Originally issued in Germany in 1981, Trio’s Klaus Voorman-produced debut album was updated to include their European million-seller, “Da Da Da ich lieb dich nicht du liebst mich nicht aha aha aha.” (With the lyrics redone in English, the song was popular in dance clubs outside Germany as well.) Compared to the rest of the album, though, the minimalist hit sounds nearly symphonic; Trio is basically guitar and drums behind monotonal (but bilingual) vocals. Lyrics are obsessed with lousy relationships and steeped in black humor — sometimes just blackness without the humor. But the band’s brutally primitive sound announces itself first.
The cassette-only Live im Frühjahr 82 essentially reprises the album, emphasizing guitar for a hot sound, and includes between-song raps auf deutsch. The 12-inch Trio EP consists of five tracks from the album of the same name (including six-plus minutes of the English-language “Da Da Da”) plus a later single, “Anna.”
After that tentative step, Trio’s American label took the plunge with Trio and Error, which also includes “Da Da Da”; the new material — almost all in English — is a little more musical and only a little less downbeat. But the na‹veté is charming.

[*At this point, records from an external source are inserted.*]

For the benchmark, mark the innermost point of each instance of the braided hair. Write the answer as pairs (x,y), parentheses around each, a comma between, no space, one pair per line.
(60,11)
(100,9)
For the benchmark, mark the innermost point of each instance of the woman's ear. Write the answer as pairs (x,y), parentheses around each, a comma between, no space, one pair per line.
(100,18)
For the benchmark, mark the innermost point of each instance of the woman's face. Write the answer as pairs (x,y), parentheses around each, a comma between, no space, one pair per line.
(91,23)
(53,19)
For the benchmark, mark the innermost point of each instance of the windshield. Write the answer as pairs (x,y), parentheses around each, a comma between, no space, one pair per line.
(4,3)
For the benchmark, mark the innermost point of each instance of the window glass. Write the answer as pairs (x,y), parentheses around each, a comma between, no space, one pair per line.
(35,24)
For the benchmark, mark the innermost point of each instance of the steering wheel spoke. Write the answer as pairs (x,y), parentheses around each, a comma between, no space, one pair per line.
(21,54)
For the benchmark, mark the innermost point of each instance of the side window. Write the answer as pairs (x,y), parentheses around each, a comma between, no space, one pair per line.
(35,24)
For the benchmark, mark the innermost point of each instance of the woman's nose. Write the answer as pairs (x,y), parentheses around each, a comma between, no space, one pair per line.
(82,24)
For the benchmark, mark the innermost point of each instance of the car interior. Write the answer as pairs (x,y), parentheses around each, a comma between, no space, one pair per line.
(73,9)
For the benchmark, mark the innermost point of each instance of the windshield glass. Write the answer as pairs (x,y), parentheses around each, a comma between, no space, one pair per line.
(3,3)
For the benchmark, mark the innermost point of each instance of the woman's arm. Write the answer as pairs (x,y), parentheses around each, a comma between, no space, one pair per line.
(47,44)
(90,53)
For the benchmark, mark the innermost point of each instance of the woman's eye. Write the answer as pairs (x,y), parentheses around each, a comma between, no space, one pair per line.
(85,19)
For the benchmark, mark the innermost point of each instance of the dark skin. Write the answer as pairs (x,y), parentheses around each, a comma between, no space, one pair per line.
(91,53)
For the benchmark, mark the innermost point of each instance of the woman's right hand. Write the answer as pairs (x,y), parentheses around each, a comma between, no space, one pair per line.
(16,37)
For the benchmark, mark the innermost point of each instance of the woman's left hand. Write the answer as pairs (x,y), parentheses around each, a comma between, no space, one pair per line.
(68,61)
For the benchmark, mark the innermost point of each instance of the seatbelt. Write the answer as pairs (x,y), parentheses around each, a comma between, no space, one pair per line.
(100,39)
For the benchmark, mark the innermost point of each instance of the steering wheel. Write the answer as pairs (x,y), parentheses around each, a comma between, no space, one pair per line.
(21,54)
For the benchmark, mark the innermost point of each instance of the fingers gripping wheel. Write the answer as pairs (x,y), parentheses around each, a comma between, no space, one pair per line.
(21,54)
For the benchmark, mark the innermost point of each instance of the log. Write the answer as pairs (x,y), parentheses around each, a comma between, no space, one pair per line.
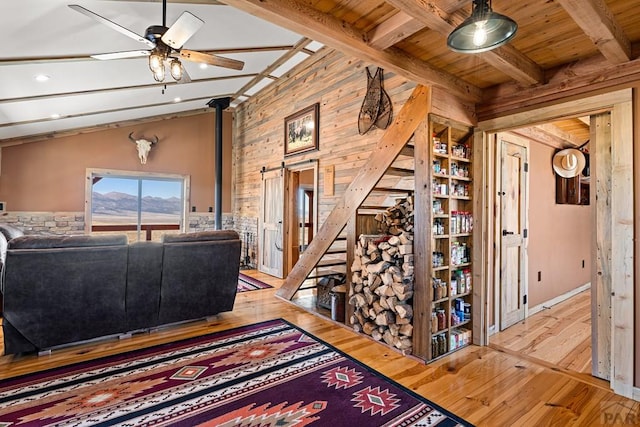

With Bye Bye, Trio departed roughly the same as they entered: simple, witty and sarcastic in two languages. A ’50s revivalist spirit informs the crazed guitar work of “Ich lieb den Rock’n’Roll” and a constipated “Tutti Frutti”; for those with longer memories, Trio thoughtfully includes an (almost) reverent version of “Tooralooralooraloo.” Full-scale production on “Out in the Streets” renders it the most routine-sounding track Trio ever recorded; others (e.g., the catchy “Immer Noch Einmal”) are as deliciously spartan as ever.